Similarly, I tend to imitate successful individuals striving for similar goals, receive advice from the same counselors about these goals, and experience the same formative processes (classes, standardized testing, etc.) more than I imitate Christ, submit myself to his Word, and practice spiritual disciplines. I am trying to be careful not to dichotomize imitating good examples and imitating Christ; I just think we should be wary of normative pressures diminishing the way in which the uniqueness and surprising nature of the Christ-event shapes our lives. My own sinful tendency is to imitate those who aren’t imitating Christ (1 Cor 11:1) and my motivations start to shift towards selfish ambition, comfort, and prestige.

I’d like to briefly argue that life is all about transitioning and that it should be celebrated. Indeed, since the moment of our regeneration, we have become new creations (2 Cor. 5:17), crucified (Gal. 2:20) and raised with Christ (Col. 3:1-3), but at the same time we are not yet perfected to our resurrection bodies:

Behold! I tell you a mystery. We shall not all sleep,but we shall all be changed, in a moment, in the twinkling of an eye, at the last trumpet. For the trumpet will sound, and the dead will be raised imperishable, and we shall be changed. For this perishable body must put on the imperishable, and this mortal body must put on immortality. (1 Cor. 15:51-53)

God saw it fit that we were not immediately transformed at the moment of our conversion.
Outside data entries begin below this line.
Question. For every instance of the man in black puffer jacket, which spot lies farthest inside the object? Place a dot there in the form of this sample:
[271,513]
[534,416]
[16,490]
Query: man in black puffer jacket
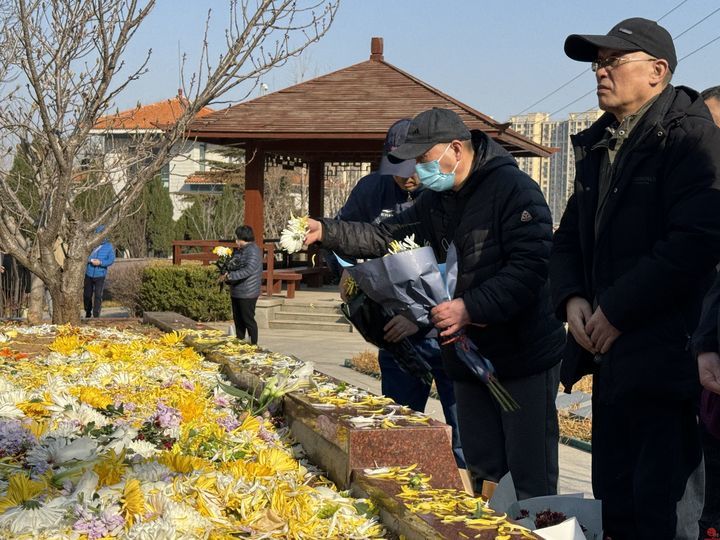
[634,253]
[500,224]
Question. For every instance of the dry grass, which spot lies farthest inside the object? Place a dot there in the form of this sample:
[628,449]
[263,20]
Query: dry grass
[366,362]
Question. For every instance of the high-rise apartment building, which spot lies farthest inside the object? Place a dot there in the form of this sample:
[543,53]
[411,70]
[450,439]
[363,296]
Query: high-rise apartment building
[554,174]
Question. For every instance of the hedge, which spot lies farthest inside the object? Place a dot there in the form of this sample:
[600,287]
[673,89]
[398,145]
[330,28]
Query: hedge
[190,290]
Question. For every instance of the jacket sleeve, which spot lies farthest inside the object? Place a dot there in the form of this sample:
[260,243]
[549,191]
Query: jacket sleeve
[691,246]
[354,208]
[525,231]
[566,270]
[106,255]
[252,264]
[705,338]
[369,240]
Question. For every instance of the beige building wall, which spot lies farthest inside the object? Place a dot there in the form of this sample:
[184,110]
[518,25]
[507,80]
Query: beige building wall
[554,174]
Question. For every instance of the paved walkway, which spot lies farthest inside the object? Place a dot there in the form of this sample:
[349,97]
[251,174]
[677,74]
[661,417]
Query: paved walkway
[329,350]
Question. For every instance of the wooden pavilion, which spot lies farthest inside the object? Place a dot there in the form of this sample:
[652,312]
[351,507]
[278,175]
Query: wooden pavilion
[339,117]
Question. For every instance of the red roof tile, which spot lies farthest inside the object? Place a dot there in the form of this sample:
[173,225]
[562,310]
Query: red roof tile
[357,102]
[158,115]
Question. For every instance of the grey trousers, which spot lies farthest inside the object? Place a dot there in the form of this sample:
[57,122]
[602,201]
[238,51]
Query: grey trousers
[524,442]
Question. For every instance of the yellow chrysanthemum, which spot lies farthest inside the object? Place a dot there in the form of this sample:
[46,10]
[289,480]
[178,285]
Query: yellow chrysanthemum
[92,396]
[20,489]
[277,459]
[111,468]
[191,407]
[247,469]
[251,423]
[35,409]
[173,338]
[66,344]
[183,464]
[133,501]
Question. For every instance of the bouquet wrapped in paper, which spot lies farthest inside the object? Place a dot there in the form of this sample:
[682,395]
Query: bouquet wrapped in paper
[409,279]
[557,517]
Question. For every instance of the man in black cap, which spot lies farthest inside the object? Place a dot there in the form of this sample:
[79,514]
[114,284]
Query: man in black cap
[477,200]
[631,260]
[381,195]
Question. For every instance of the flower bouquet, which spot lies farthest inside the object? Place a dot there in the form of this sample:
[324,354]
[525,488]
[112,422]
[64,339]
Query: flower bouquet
[409,279]
[293,236]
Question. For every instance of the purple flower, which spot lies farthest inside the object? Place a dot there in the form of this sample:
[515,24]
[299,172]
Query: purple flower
[167,417]
[228,422]
[14,438]
[96,526]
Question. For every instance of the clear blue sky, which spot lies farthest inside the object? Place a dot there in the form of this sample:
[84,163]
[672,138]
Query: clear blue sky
[497,56]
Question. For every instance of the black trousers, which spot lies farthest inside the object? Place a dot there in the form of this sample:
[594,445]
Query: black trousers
[711,511]
[244,317]
[644,450]
[92,295]
[524,442]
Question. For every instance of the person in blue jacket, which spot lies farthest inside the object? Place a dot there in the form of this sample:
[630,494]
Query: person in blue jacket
[95,272]
[378,196]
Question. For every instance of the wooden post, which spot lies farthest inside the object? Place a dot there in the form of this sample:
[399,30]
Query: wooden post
[316,187]
[254,190]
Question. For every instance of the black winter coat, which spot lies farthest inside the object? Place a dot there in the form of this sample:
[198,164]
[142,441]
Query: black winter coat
[246,280]
[501,227]
[652,257]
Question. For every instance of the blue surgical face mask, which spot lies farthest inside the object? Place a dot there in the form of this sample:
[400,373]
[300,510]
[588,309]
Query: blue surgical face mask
[431,177]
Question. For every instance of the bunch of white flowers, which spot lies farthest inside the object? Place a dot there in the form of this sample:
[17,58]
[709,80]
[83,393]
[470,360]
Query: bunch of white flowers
[292,237]
[406,244]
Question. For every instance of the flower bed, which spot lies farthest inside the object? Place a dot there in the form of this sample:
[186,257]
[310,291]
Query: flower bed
[115,434]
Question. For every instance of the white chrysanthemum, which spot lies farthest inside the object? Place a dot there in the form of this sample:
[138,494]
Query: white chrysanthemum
[143,448]
[53,451]
[83,415]
[121,438]
[85,487]
[293,236]
[150,471]
[33,517]
[123,378]
[6,386]
[61,401]
[186,520]
[158,529]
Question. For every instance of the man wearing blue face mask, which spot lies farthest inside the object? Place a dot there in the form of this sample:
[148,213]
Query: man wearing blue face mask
[499,222]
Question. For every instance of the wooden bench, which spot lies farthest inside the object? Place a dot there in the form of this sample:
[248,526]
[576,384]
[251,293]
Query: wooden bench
[313,274]
[271,275]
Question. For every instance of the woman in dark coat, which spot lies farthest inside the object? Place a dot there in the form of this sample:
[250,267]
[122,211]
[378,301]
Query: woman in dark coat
[245,279]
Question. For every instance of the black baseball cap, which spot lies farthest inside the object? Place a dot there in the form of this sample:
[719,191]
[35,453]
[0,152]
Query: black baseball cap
[429,128]
[395,137]
[636,34]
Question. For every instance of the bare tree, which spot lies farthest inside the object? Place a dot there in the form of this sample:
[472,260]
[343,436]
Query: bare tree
[62,66]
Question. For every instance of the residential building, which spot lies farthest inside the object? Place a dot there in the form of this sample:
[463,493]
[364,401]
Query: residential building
[554,174]
[127,142]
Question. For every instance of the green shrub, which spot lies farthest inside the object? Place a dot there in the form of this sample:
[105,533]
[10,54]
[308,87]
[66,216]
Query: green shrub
[190,290]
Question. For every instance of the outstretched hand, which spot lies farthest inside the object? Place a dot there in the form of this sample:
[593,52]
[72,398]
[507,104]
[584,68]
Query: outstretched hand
[314,232]
[709,371]
[450,317]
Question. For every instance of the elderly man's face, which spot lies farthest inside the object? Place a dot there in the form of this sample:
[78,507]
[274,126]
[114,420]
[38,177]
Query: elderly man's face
[408,184]
[714,106]
[623,88]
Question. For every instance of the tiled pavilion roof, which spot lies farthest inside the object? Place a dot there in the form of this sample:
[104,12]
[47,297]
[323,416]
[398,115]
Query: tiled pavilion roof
[352,107]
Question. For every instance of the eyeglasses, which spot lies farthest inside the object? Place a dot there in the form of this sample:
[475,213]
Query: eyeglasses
[611,62]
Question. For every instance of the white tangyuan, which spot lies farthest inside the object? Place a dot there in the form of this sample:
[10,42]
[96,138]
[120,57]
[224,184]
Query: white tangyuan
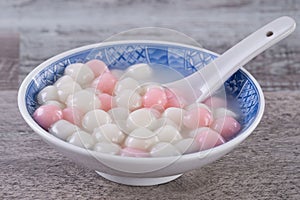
[174,114]
[63,80]
[66,89]
[56,103]
[187,145]
[147,86]
[63,129]
[143,117]
[126,84]
[118,113]
[47,94]
[111,132]
[163,149]
[197,105]
[95,118]
[129,99]
[141,138]
[222,112]
[80,73]
[168,134]
[117,73]
[84,100]
[81,139]
[122,125]
[193,133]
[109,148]
[139,71]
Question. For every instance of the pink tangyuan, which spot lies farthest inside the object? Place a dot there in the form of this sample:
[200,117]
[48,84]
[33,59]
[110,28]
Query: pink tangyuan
[208,138]
[197,117]
[107,101]
[227,126]
[97,66]
[105,83]
[46,115]
[133,152]
[73,115]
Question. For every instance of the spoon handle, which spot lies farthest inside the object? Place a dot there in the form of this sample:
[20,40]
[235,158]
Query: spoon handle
[209,78]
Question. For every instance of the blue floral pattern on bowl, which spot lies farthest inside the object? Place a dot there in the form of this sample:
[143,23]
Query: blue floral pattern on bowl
[184,59]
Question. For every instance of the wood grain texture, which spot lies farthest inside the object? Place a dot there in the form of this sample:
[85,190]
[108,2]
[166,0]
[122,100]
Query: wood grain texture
[51,27]
[265,166]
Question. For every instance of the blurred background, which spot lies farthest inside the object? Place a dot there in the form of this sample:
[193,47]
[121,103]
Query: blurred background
[47,28]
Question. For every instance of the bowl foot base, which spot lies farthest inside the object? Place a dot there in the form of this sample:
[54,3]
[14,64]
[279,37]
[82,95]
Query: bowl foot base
[138,181]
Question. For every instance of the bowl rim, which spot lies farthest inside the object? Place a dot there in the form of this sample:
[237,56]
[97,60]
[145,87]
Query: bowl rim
[64,145]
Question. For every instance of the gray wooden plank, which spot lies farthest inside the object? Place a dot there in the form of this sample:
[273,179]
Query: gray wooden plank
[50,27]
[265,166]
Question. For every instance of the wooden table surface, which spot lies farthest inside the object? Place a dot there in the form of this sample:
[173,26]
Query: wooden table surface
[265,166]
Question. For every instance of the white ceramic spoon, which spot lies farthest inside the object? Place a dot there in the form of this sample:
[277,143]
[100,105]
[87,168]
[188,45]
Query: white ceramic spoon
[204,82]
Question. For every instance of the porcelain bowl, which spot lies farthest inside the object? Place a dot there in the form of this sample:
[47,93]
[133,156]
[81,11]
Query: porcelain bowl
[120,55]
Instead, we are tasked with the job of partnering with the Holy Spirit in our sanctification until that day. This tension is probably familiar to many readers of this blog as the “already, but not yet.” As good as our resurrection bodies may be, God’s plan for humanity is not an instant transformation but a gradual one. Sanctification is in fact the greatest transition we will make in our life and it is worth striving for.

I’d like to point out something I find interesting about New Testament encouragements: we are often spurred on to be more or do more of an ongoing action – be more loving, take up our crosses, persevere – rather than called to accomplish some task or reach a goal, since the greatest “task” has already been accomplished! Life does not begin at the next milestone, it began for us 2000 years ago; let us then press onward toward the upward call of God in Christ Jesus (Php. 3:12-16).

Here are some questions maybe worth using for reflection:

  • Am I orienting my life around accomplishing certain goals more than becoming a type of person?
  • What are the tendencies of people who work in my major/profession or those who strive for the same goals? Similarly, how have I changed the more I’ve progressed towards these goals?
  • How do I feel after I reach the big goals or are hindered from achieving them?

*I would like to cite more things for you, but I don’t have access to a nice library right now.